NCUA Board Approves Adjustments to Civil Money Penalties; Leaves Interest Rate Cap Unchanged

ALEXANDRIA, Va.–The NCUA board has approved an adjustment to agency’s civil money penalties for inflation, increasing the maximum levels of fines it can assess, while leaving the loan interest rate cap untouched.

On civil money penalties, NCUA staff clarified the agency is not required to levy the maximum assessment and can make adjustments for mitigating factors. Indeed, during 2018, the average civil money penalty assessed was $385, agency staff said.

The change is required by the Federal Civil Penalties Inflation Adjustment Act of 1990, as amended by the Debt Collection Improvement Act of 1996 and the Federal Civil Penalties Inflation Adjustment Act Improvements Act of 2015. All federal agencies must make annual adjustments and publish them in the Federal Register each year.
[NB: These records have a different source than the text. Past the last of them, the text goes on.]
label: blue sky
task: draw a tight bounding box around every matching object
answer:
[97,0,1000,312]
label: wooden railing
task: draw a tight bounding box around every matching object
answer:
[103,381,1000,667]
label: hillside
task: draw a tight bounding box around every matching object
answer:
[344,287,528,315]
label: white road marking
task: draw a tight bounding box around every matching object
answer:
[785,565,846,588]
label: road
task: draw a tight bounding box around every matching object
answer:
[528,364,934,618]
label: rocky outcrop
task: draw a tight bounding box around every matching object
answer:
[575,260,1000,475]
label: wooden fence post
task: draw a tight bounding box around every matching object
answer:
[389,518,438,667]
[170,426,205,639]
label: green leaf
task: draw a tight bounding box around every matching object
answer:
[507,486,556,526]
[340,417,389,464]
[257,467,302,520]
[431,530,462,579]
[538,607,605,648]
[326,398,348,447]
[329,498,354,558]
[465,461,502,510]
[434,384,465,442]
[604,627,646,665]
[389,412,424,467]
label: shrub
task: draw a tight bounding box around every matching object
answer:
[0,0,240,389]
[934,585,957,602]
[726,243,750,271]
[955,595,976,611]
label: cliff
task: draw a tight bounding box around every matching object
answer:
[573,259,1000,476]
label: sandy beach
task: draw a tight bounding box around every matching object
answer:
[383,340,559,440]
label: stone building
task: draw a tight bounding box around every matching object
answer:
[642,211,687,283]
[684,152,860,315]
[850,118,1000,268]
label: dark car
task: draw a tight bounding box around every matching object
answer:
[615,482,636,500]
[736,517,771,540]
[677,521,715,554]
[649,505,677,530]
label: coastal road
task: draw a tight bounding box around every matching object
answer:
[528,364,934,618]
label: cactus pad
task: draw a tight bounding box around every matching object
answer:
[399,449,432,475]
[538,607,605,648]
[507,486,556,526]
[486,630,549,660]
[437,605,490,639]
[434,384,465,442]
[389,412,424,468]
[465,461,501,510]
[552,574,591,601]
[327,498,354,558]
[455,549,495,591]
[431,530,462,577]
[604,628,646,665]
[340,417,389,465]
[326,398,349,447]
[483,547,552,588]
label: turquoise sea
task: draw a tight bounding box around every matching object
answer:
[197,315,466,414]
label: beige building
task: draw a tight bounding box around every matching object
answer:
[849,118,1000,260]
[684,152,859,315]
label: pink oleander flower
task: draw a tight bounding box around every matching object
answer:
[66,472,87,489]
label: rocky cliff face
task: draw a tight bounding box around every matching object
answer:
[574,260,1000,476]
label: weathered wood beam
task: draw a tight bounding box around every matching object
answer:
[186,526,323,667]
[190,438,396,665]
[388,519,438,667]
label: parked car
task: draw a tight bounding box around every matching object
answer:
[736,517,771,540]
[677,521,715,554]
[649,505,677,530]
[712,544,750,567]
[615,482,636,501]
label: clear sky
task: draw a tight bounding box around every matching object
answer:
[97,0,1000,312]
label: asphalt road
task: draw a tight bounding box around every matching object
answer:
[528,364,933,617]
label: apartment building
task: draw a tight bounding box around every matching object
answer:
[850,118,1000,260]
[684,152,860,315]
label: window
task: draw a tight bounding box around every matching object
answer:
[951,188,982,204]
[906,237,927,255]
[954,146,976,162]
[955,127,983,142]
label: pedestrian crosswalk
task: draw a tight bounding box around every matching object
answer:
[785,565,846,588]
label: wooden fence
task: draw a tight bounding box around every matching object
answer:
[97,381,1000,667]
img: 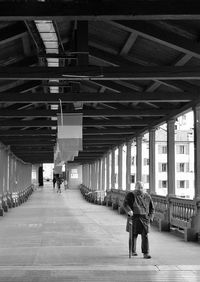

More info can be found here.

Loan Interest Rate Ceiling

Separately, the board voted in favor of the loan interest rate ceiling at 18%. Staff told the board it leaves sufficient room for pricing but remains below what other agencies permit.

NCUA staff said during a presentation to the board that unsecured loans at credit unions have increased 8% since the rate cap was last adjusted, and that there are more than $17 billion in loans at CUs priced at rates above 15%, primarily credit cards.

Following the NCUA board vote, CUNA issued a statement saying, “While it is critical that the board at least maintain the current cap of 18%, we’re pleased to learn the board will examine the potential benefits that a floating interest rate cap can provide federal credit unions managing risk portfolios.”